Smart people saying smart things

Smart people saying smart things

Carol Howard Merritt: “(Re)Imagining Christianity

Right now, on the 21st Century blogosphere, Christians argue whether women should keep silent in churches. That’s right. It’s 2012 and they believe that women are so subordinate that we should not even be allowed to ask questions in a Bible study. First Timothy explains that Eve tasted the fruit first, so two thousand years later, anyone with XX chromosomes should not open their mouths within the walls of a church. If that logic is not a contrived recipe for oppression, I don’t know what is.

In many congregations, women cannot become pastors, elders, or deacons. Leadership is barred from women. Where else in society does that explicitly take place? I can’t think of any place other than a couple of absurd golf clubs in the South.

Ethan Siegel: “The Power of Admitting ‘I’m Wrong’

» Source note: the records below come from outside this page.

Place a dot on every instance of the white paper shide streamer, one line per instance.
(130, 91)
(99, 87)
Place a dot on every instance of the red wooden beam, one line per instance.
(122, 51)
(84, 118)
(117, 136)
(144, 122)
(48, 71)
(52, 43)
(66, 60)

No matter who you are, no matter how smart you are, no matter how brilliantly you’ve drawn the conclusions you’ve drawn from the evidence you’ve gathered, there will come an instance where the evidence you encounter will be irreconciliable with the picture of reality you presently hold. And when that moment happens, your response will mean absolutely everything.

Because there is the possibility that your view of reality — the way you make sense of things — is flawed in some way. You have to open your self up to at least the possibility that you are wrong. It is a humbling admission, that you may be wrong, but it’s also the most freeing thing in the world. Because if you can be wrong about something, then you can learn.

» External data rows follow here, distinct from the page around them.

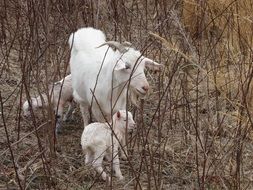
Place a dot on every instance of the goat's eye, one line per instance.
(127, 66)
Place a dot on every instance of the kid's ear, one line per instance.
(118, 114)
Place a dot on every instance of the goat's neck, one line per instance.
(117, 90)
(118, 130)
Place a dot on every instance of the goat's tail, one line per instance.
(86, 39)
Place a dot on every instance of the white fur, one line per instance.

… But if you can’t admit that you might be wrong, if your picture of reality is unchangeable despite any evidence to the contrary, if you refuse to assimilate new information and new knowledge and re-evaluate your prior stance on an issue, then you will never learn.

… But if we recognize that our present understanding may not be the final answer, and we can absorb that ego-bruise from possibly not being in the right when we thought we were, we can step forward.

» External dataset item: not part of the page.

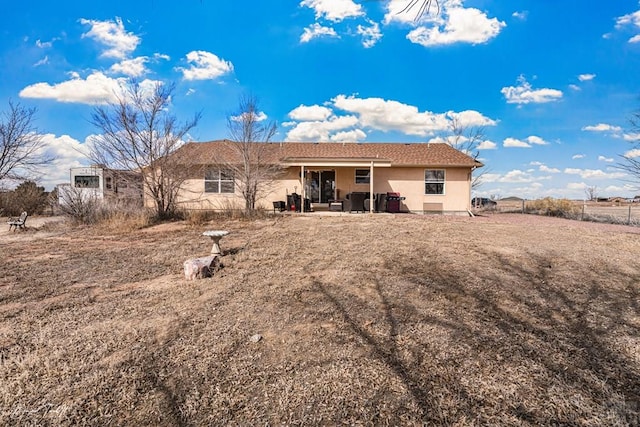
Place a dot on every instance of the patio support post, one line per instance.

St. Thomas Aquinas, Summa Theologica

Things which are of human right cannot derogate from natural right or Divine right. Now according to the natural order established by Divine Providence, inferior things are ordained for the purpose of succoring man’s needs by their means. Wherefore the division and appropriation of things which are based on human law, do not preclude the fact that man’s needs have to be remedied by means of these very things. Hence whatever certain people have in superabundance is due, by natural law, to the purpose of succoring the poor. For this reason Ambrose [Loc. cit., 2, Objection 3] says, and his words are embodied in the Decretals (Dist. xlvii, can. Sicut ii): “It is the hungry man’s bread that you withhold, the naked man’s cloak that you store away, the money that you bury in the earth is the price of the poor man’s ransom and freedom.” Since, however, there are many who are in need, while it is impossible for all to be succored by means of the same thing, each one is entrusted with the stewardship of his own things, so that out of them he may come to the aid of those who are in need. Nevertheless, if the need be so manifest and urgent, that it is evident that the present need must be remedied by whatever means be at hand (for instance when a person is in some imminent danger, and there is no other possible remedy), then it is lawful for a man to succor his own need by means of another’s property, by taking it either openly or secretly: nor is this properly speaking theft or robbery.